AUSTIN, Texas — Sixty-eight percent of registered Texas voters support spending $2 billion from the state’s "Rainy Day Fund" on water infrastructure projects across the state, according to a University of Texas at Austin/Texas Tribune poll.
It is a sign of public support for a water infrastructure measure that voters will find on the ballot in the November elections.
The statewide poll, conducted May 31 to June 9, surveyed 1,200 registered Texas voters and had a margin of error of 2.83 percentage points.
The poll also explored Texas voter opinion on several issues taken up by the 83rd Texas Legislature. In addition to showing support for the water measure forwarded by legislators to voters, the poll also revealed the following results on policies discussed by the Legislature:
• When asked if the state should reduce the number of required tests necessary to graduate from high school from 15 to five, 60 percent approved of fewer tests, with only 31 percent opposed. The Legislature overwhelmingly approved such a reduction during its regular session, and Gov. Rick Perry signed the changes into law.
• Forty-six percent supported "guaranteeing the right of faculty, staff and students to carry concealed weapons on college campuses," and 48 percent were opposed. The Legislature failed to pass any of the proposed "campus carry" bills, and Perry has not added this legislation to the call for the special session currently underway.
• Sixty-two percent supported legislation prohibiting abortions after 20 weeks. Legislation aimed at limiting a woman's legal ability to terminate a pregnancy after 20 weeks did not pass during the regular session, but Perry added abortion regulation to the special session agenda.
“Texans’ support for using the Rainy Day Fund to prime the pump for water infrastructure funding bodes well for the efforts of a broad coalition of interests supporting this approach,” said James Henson, director of the Texas Politics Project at The University of Texas at Austin and a co-director of the poll. “It appears the Legislature and the public were largely on the same page on two of the marquee items that defined the session: water and education.”

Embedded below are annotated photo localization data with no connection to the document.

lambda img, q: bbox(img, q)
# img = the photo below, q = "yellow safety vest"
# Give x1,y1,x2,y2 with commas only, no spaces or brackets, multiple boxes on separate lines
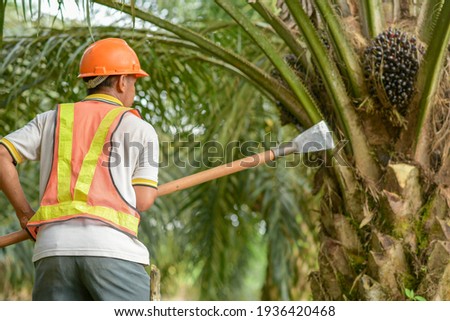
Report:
27,99,142,239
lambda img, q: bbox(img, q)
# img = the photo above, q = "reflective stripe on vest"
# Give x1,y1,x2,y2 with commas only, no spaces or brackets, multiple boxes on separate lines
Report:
57,103,75,203
27,102,141,239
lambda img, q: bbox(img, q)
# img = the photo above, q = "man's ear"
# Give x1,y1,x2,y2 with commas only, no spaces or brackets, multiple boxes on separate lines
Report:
116,75,127,93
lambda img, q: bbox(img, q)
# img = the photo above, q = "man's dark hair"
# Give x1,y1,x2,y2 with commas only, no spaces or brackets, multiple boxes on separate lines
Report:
83,75,120,95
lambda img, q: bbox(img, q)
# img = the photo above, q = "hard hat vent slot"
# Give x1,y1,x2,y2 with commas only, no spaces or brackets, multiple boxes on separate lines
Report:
94,67,106,74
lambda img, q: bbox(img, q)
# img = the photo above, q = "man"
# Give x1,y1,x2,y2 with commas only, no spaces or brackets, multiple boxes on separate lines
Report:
0,38,159,300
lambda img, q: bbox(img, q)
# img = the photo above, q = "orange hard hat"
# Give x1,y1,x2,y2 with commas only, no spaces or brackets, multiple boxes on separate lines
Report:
78,38,148,78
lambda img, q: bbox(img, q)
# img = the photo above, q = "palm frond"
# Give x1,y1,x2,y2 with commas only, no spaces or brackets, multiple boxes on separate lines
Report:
358,0,384,39
216,0,321,126
285,0,381,183
410,0,450,163
313,0,369,101
416,0,445,44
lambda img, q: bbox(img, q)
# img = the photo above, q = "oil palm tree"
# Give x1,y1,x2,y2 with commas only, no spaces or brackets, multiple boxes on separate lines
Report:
1,0,449,300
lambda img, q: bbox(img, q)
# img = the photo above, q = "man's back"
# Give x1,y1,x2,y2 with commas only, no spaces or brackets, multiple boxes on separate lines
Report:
2,95,159,265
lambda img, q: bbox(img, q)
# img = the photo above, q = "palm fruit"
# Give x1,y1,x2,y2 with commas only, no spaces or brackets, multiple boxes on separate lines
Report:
363,28,424,127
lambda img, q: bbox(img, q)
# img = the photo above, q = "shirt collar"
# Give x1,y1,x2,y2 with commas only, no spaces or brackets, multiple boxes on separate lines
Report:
83,94,124,106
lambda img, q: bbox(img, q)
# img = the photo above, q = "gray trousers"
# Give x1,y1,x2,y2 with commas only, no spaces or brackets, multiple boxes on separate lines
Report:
32,256,150,301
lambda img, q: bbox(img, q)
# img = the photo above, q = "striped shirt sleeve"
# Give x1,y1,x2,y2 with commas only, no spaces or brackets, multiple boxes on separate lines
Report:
131,178,158,189
0,112,53,164
130,119,159,189
0,137,24,165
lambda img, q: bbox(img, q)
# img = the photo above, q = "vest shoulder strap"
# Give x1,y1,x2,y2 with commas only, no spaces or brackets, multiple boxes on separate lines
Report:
57,103,75,203
73,107,131,202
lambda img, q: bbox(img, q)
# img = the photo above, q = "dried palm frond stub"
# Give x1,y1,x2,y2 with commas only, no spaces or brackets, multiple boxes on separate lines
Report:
363,28,425,127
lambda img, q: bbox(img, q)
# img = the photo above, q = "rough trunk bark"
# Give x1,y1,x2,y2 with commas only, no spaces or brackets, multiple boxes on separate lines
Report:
150,264,161,301
310,163,450,300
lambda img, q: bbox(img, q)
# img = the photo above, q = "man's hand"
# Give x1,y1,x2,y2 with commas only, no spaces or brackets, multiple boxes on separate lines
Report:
16,210,35,229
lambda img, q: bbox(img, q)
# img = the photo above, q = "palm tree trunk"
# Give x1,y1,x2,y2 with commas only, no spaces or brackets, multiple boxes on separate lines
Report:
311,163,450,300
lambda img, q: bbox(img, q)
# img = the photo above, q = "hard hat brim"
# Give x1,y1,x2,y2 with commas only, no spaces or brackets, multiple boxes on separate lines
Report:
78,69,149,78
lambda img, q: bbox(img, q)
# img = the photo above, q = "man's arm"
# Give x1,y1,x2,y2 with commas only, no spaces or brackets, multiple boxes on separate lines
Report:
0,145,34,228
130,119,159,213
133,186,158,212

Daron Shaw, a government professor at The University of Texas at Austin and co-director of the poll, also saw broad support for many of the legislative proposals that dominated the Legislature’s time during the regular session. “Most of the major issue proposals considered by the Legislature have considerable support amongst the public,” Shaw said. “Texans are a little less anxious about the economy, and there is some sentiment — even amongst tea party supporters — to commit tax dollars to address issues such as water and education.”

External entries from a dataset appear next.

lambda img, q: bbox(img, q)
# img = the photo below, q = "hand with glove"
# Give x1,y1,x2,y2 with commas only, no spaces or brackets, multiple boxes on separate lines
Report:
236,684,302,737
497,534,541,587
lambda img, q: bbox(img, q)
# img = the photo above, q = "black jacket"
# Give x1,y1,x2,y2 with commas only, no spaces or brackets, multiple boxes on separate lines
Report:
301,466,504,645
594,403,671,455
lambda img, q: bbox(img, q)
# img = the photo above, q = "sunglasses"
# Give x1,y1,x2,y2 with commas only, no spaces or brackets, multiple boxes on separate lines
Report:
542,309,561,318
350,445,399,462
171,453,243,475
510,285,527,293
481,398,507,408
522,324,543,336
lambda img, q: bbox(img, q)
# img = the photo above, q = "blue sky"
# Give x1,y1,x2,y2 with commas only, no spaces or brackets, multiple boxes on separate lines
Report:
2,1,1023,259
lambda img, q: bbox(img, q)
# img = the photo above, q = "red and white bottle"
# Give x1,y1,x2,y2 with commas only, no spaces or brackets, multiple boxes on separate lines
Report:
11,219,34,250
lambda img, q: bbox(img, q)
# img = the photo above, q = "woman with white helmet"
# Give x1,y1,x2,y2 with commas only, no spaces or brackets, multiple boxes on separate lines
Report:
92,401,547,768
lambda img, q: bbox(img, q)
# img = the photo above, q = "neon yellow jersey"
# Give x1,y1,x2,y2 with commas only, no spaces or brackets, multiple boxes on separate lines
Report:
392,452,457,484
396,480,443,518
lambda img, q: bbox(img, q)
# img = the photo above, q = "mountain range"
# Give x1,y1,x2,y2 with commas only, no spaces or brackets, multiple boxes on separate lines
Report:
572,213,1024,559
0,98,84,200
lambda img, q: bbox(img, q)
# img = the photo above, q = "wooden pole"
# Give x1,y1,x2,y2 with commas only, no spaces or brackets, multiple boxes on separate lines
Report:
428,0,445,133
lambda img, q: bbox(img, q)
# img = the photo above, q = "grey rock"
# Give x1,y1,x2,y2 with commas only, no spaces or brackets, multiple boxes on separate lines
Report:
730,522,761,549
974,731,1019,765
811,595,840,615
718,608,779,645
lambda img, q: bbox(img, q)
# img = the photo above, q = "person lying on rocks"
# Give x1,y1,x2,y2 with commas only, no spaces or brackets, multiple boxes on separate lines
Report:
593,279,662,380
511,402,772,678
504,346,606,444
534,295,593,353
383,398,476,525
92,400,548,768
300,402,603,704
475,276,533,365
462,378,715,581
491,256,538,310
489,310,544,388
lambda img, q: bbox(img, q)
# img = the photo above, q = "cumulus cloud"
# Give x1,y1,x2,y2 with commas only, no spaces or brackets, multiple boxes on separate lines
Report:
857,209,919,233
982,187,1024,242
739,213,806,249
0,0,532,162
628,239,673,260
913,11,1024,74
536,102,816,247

Forty-two percent said the Legislature should have fully restored the cuts to public education it made in 2011 or even added additional money. Seventeen percent said the right amount had been restored, and 19 percent said the cuts should have been left in place or even increased. Lawmakers cut $5.4 billion in public education funding in 2011, part of which — more than $3 billion — was restored this year.
This is the latest in a series of online polls conducted and jointly funded by the Texas Politics Project and The Texas Tribune. Comprehensive poll results, information about methodology and the survey dataset will be available at the Texas Politics Project website later this week. Additional poll results will be released and available at the website throughout the week.